Mevcut sistem teknolojiyi
geliştirmez, aksine yavaşlatır. Bugün mühendislik, sanat, spor, sağlık gibi
özel alanlar neden küçük bir topluluğun ilgi alanıdır? Soruyorum: Edison
elektriği bulduğunda bu teknolojiyi alıp bir servet sahibi olmayı mı
hedefliyordu? Kar amacının olmadığı, herkesin istediği alanda uzmanlaşabileceği
bir dünya düşünün... Çocukluğumdan beri resme ilgim var. Hiçbir zaman
resim çizmeye tam manasıyla eğilemedim. 19 yaşındayken bir mağazada
tezgahtardım. Gece 10'da işten çıkıp eve geldiğimde portreler çizerken yetenek
sınavlarına girmeye karar verdim. Bunun için çok sıkı çalışmak gerekiyordu ve
ben ailemin yanında yaşadığım için işi bırakma lüksüne sahiptim. Ailem sınav masraflarımı
kendim karşılamam karşılığında işten çıkmama izin verdi. Bir hafta sonra istifa
ettim. Alacağım son maaş ile yetenek sınavlarının ücretlerini yatıracak, 2 ay
boyunca günde 8 saat resim çizerek sınava girecektim. Şirket istifamı kabul
etti, son maaşımın üçte ikisini vermedi. Kasada açık vermişim!

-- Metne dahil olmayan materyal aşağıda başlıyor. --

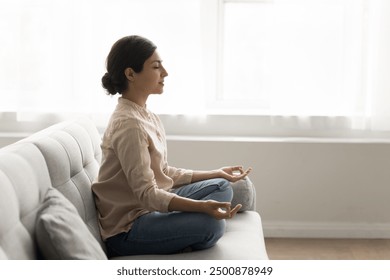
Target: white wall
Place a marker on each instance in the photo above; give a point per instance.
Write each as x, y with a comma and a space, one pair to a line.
306, 188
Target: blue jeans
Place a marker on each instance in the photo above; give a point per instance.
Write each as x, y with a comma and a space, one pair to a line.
168, 233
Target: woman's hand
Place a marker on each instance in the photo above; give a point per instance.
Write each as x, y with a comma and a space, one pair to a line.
220, 210
234, 173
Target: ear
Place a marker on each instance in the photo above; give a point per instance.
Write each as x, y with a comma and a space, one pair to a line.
129, 73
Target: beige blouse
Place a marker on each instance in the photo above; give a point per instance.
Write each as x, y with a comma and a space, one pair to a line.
134, 177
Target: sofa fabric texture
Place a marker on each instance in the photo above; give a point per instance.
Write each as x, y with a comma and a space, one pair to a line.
48, 210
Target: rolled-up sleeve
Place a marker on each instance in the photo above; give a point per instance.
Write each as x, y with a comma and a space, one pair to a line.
131, 145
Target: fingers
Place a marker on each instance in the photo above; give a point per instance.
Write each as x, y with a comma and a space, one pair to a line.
242, 174
234, 211
227, 212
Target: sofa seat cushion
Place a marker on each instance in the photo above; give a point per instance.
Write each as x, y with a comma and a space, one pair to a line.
243, 240
62, 234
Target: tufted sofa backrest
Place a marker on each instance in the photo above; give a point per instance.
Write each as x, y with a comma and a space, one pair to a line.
65, 156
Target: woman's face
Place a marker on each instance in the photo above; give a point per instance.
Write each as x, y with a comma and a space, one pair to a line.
151, 79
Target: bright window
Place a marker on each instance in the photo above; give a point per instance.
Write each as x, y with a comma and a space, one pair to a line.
297, 58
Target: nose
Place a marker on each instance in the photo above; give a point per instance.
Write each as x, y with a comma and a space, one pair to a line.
164, 73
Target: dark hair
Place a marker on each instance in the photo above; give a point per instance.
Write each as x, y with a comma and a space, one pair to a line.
127, 52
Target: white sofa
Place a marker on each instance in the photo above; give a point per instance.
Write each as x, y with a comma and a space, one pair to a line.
47, 208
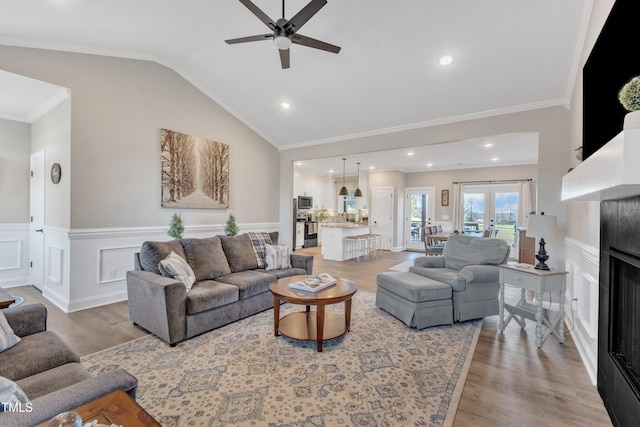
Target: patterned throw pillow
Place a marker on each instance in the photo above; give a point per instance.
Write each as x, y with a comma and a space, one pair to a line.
258, 240
175, 266
277, 257
7, 338
10, 393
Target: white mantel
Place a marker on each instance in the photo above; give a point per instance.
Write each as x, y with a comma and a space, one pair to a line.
612, 172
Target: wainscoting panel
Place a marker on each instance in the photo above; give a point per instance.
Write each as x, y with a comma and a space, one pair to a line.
14, 255
583, 265
100, 259
57, 271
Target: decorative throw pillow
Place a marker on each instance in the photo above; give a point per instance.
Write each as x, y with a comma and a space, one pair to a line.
174, 266
277, 257
7, 338
258, 240
10, 394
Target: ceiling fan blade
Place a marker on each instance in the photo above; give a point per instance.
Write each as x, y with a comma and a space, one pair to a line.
284, 58
304, 15
259, 13
250, 39
309, 42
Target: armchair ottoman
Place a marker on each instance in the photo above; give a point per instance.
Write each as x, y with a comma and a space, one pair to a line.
468, 267
419, 302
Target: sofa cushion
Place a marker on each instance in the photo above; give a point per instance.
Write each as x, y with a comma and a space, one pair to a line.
239, 252
209, 294
461, 251
152, 253
277, 257
34, 354
7, 338
175, 266
206, 257
249, 283
258, 240
53, 380
11, 393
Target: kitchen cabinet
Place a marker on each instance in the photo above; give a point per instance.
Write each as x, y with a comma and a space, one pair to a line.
299, 234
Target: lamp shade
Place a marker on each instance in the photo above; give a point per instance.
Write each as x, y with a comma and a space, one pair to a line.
543, 226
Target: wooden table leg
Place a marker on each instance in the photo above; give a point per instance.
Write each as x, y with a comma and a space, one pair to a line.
320, 325
347, 315
276, 315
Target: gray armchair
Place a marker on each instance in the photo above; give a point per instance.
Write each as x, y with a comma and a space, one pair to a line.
469, 265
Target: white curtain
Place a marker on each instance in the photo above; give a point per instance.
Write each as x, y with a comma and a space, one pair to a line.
526, 202
457, 207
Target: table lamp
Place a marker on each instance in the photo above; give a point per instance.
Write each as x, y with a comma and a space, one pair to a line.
542, 226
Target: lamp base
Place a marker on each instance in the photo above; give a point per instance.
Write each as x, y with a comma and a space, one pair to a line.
542, 257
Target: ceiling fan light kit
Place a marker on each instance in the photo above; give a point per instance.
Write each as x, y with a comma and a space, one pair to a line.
285, 31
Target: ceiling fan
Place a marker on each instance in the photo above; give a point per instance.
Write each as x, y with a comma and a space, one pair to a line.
285, 31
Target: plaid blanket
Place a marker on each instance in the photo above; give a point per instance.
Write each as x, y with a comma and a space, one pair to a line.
258, 240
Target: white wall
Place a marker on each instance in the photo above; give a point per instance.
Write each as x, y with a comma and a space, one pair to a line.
14, 201
551, 124
112, 167
583, 230
51, 133
15, 146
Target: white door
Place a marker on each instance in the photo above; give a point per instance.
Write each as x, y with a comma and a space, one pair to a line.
492, 206
419, 209
381, 218
36, 233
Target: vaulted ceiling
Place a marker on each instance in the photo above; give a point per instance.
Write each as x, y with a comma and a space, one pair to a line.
508, 55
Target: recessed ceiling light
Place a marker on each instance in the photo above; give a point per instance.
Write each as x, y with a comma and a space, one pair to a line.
446, 59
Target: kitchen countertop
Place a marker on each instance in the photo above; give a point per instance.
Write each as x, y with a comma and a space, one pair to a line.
344, 224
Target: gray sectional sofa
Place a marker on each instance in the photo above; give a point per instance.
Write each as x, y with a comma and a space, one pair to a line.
229, 285
49, 372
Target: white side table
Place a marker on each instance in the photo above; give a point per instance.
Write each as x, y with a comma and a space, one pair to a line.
526, 277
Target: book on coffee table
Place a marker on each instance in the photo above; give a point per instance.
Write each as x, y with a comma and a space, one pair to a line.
314, 283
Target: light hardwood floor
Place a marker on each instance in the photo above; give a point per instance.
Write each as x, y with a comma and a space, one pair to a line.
510, 383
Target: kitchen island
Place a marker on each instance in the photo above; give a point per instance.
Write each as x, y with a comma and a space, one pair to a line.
333, 235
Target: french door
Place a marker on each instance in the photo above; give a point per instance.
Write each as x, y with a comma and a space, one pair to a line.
419, 209
493, 207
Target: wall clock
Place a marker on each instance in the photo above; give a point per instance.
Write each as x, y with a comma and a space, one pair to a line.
56, 172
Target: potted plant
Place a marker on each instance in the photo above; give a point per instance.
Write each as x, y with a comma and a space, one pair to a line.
176, 229
629, 97
231, 228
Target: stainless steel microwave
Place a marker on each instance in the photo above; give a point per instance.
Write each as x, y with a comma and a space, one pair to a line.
305, 202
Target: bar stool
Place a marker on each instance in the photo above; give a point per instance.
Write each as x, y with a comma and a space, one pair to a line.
357, 247
374, 243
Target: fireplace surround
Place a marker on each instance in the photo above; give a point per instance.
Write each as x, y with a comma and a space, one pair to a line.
619, 310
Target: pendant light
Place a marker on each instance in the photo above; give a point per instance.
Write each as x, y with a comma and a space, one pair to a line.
358, 192
343, 190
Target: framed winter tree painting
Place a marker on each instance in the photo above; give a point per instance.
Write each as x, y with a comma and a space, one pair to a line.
195, 172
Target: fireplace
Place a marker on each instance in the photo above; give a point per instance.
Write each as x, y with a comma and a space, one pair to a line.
619, 312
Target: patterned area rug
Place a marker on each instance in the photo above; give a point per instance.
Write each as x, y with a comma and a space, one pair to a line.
380, 374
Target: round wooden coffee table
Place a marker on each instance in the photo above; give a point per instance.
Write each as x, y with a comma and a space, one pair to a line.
312, 325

Sınavlara giremedim ve ressam
olamadım. O zamanlar bu çarpıklığa bir anlam veremiyordum. Kaderciydim.
Şükürcüydüm. Yeni bir iş bulup açık öğretime kayıt yaptırdım.

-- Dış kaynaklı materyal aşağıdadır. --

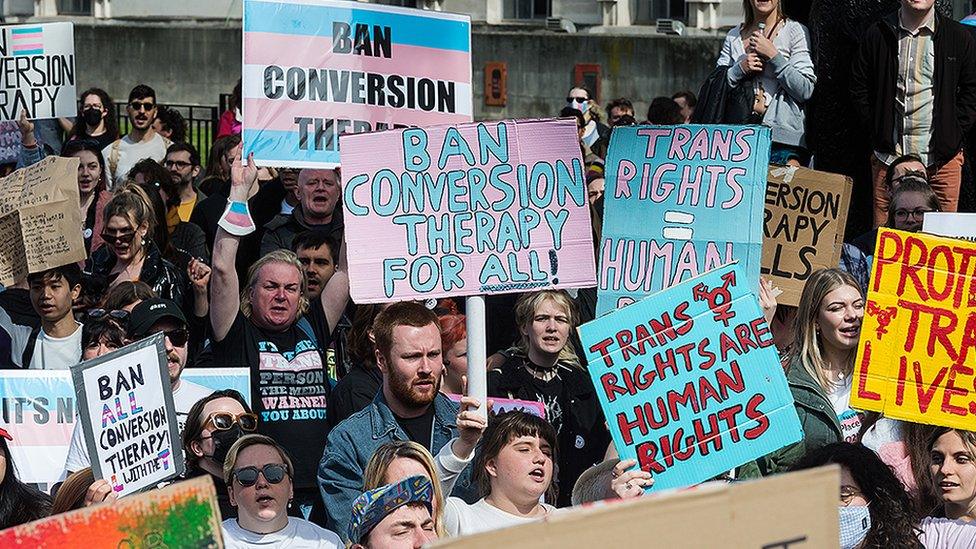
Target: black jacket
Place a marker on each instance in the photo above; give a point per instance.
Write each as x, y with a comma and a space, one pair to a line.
584, 437
874, 75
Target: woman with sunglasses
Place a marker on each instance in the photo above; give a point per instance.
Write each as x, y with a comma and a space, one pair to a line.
213, 425
258, 473
130, 253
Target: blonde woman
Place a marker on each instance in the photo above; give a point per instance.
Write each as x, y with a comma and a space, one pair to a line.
400, 459
544, 368
820, 364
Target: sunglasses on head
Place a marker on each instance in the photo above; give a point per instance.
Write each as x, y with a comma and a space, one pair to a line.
223, 421
273, 473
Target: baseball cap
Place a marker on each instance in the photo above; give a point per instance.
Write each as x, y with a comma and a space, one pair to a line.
151, 311
372, 507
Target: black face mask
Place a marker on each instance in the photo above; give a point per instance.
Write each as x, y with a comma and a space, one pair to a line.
223, 440
92, 116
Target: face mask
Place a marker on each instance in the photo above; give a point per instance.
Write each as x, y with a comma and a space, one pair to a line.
223, 440
92, 116
855, 522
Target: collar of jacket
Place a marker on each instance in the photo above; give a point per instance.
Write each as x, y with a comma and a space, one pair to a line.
383, 422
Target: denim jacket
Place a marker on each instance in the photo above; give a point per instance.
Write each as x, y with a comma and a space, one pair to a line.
352, 443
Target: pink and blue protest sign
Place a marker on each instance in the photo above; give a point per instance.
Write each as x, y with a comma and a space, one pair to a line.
689, 379
318, 69
484, 208
680, 200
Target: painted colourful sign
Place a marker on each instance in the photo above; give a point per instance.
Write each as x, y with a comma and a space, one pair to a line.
915, 356
464, 210
126, 409
803, 227
184, 514
38, 410
690, 381
680, 200
38, 71
315, 70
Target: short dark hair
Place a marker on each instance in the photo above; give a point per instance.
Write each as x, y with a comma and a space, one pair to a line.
182, 146
689, 96
172, 120
314, 239
404, 313
70, 273
141, 91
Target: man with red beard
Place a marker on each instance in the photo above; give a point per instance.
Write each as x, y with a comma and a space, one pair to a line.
409, 406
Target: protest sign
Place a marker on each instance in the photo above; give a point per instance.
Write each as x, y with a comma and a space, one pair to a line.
680, 200
184, 514
956, 225
38, 410
789, 511
38, 71
318, 69
126, 406
466, 210
803, 227
919, 328
40, 219
689, 380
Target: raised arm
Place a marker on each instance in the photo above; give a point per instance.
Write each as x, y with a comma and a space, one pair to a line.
225, 295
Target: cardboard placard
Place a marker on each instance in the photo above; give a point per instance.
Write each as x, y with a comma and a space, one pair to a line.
40, 219
39, 413
915, 356
689, 380
184, 514
125, 403
464, 210
38, 71
318, 69
680, 200
790, 511
803, 226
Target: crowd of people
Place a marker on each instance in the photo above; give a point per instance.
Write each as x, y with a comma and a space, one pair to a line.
350, 436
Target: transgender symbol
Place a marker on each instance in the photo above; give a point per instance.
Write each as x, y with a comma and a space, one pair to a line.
719, 299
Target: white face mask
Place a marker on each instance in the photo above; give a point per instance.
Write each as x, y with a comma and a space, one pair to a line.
855, 523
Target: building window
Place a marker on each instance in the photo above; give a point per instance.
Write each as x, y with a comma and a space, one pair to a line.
527, 9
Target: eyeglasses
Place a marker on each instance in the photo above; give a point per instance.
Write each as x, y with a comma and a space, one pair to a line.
917, 213
124, 237
178, 164
273, 473
138, 105
223, 421
177, 337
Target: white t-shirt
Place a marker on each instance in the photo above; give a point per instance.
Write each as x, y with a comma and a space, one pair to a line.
56, 353
298, 534
131, 152
184, 397
850, 421
461, 519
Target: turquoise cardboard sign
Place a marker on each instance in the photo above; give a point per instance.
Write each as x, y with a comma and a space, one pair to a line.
689, 380
680, 200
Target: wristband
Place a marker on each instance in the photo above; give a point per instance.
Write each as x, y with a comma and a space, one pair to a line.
237, 219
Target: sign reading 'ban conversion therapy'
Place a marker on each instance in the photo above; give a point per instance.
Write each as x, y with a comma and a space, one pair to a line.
317, 69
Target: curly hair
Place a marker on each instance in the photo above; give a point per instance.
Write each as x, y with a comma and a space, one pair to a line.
893, 521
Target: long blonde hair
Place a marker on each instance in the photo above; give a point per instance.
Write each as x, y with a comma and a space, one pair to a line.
525, 310
807, 347
374, 475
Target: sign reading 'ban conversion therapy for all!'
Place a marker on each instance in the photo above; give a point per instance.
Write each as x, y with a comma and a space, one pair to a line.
318, 69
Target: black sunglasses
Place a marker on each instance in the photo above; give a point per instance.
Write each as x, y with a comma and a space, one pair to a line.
273, 473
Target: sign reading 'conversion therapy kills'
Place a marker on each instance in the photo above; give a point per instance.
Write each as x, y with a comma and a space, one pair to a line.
317, 69
38, 71
680, 200
473, 209
918, 336
690, 381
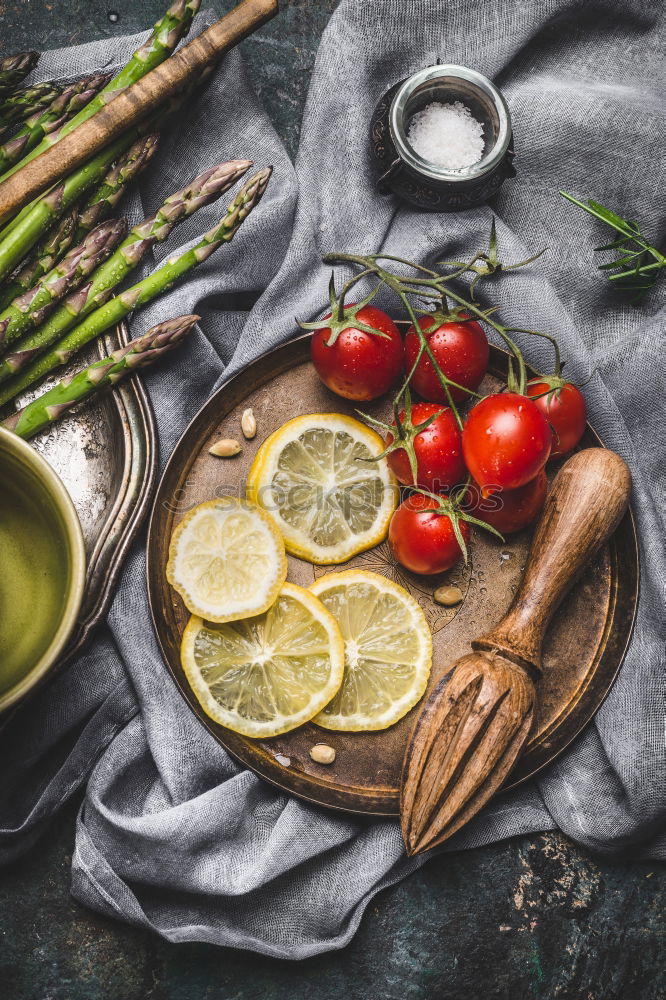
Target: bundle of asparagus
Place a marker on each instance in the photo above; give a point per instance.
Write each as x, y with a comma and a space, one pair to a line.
63, 259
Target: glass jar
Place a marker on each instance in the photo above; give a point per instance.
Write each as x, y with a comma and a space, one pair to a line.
428, 185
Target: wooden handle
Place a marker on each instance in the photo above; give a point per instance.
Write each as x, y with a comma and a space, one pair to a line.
587, 500
132, 105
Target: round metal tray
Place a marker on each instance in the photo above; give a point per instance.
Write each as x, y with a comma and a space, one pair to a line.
583, 650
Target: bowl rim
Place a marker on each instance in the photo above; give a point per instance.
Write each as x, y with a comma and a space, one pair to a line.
57, 491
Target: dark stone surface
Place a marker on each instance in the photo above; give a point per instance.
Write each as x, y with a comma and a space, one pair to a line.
529, 918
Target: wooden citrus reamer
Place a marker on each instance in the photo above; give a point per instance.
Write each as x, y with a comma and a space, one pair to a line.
478, 719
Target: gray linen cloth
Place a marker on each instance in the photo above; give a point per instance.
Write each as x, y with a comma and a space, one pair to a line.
172, 834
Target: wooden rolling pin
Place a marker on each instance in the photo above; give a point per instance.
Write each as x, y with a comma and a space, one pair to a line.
477, 720
132, 105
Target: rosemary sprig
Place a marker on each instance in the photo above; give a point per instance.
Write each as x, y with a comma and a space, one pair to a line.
638, 266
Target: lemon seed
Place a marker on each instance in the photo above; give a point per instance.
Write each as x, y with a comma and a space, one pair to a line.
448, 596
225, 448
321, 753
248, 424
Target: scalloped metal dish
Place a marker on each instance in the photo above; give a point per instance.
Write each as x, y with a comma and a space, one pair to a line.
106, 455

Şimdi başıma, başımıza gelen
her şeyin anlamını çok iyi biliyorum. İçinde bulunduğumuz bu dünya, adını
koyalım, kapitalizm gerici bir sistemdir. Kafamızı hangi yöne çevirsek
sistemin çarpıklığına dair yüzlerce, binlerce örnek görebiliriz. Ve bu pislikten
çıkmanın bir yolu var: Din, dil, ırk, renk, ulus, yaka vb. ayırt etmeksizin tüm işçi sınıfının kapitalizme karşı yürüteceği sınıf mücadelesi!